Bandow isn't the only think-tanker to have received payments from Abramoff for writing articles. Peter Ferrara, a senior policy adviser at the conservative Institute for Policy Innovation, says he, too, took money from Abramoff to write op-ed pieces boosting the lobbyist's clients. "I do that all the time," Ferrara says. "I've done that in the past, and I'll do it in the future."

Ferrara, who has been an influential conservative voice on Social Security reform, among other issues, says he doesn't see a conflict of interest in taking undisclosed money to write op-ed pieces because his columns never violated his ideological principles.

"It's a matter of general support," Ferrara says. "These are my views, and if you want to support them, then that's good." But he adds that at some point over the years, Abramoff stopped working with him: "Jack lost interest in me and felt he had other writers who were writing in more prominent publications," Ferrara says.

Ferrara began working at the Institute for Policy Innovation after the period during which he wrote the op-ed pieces for Abramoff. Earlier, he worked at the activist anti-tax organization Americans for Tax Reform.

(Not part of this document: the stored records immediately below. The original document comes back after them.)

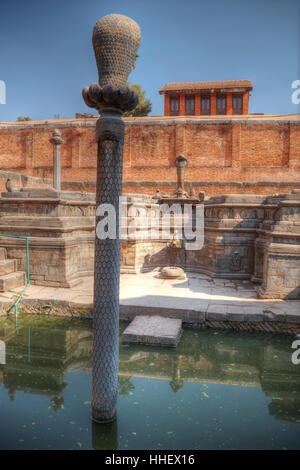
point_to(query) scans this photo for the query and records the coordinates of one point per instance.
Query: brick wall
(225, 155)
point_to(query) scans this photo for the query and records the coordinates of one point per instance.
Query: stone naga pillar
(56, 140)
(116, 40)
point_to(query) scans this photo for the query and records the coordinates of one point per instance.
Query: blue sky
(46, 54)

Ferrara wouldn't say which publications have published pieces for which Abramoff paid him. But a review of his work shows that he wrote articles for The Washington Times that were favorable to the Choctaw Indians and the Mariana Islands. He also wrote a 1998 book called The Choctaw Revolution: Lessons for Federal Indian Policy. Ferrara says the tribe paid him directly for his work on the book, which was published by the Americans for Tax Reform Foundation and is still available for sale on

What really bugs me is not the fact that lobbyists are paying columnists for writing articles, but rather there is no disclosure of these transactions in the article. These columnists are writing these articles in such a way that we are to assume that they've analyzed the issue and have come to some sort of conclusion, based on their analysis. There is nothing in those columns, saying the columnist is taking monetary payments from a lobbyist for writing articles that are favorable to the lobbyist's interests--regardless of whether the columnist agrees or disagrees with the viewpoints. That's the problem here--we are lulled into a sense of credibility here, when there is no credibility. It doesn't matter if it is Abramoff, or even a lobbyist spouting the Democratic Party's viewpoints. There has to be full disclosure if a writer is being paid by anyone to discuss a particular viewpoint on an issue.


Tom Giovanetti said...

The article in BusinessWeek that started this whole thing, upon which all subsequent articles and Paul Krugman's commentary are based, omitted important statements and resulted in a complete misrepresentation. All subsequent who have written on this topic are guilty of passing on misrepresentation without bothering to fact-check. You can view IPI's and Ferrara's statements at

Eric A Hopp said...

I've reviewed Peter Ferrara's statement on the website. It is pretty much a standard denial that Ferrara ever took money from lobbying interests in exchange for writing favorable stories. Am I suppose to believe what Ferrara says over that of the BusinessWeek story? Or the BusinessWeek story over Ferrara? I'd say it is a little of both. Ferrara probably takes some money from lobbying interests in exchange for writing stories that he believes in, or is passionate about. And perhaps Ferrara discloses that lobbyists pay him for some articles, or perhaps there is no disclosure. I can't say. I don't like the idea of think-tank writers taking undisclosed money from anyone, for writing stories--whether they are favorable or unfavorable--to a lobbying group or business interest.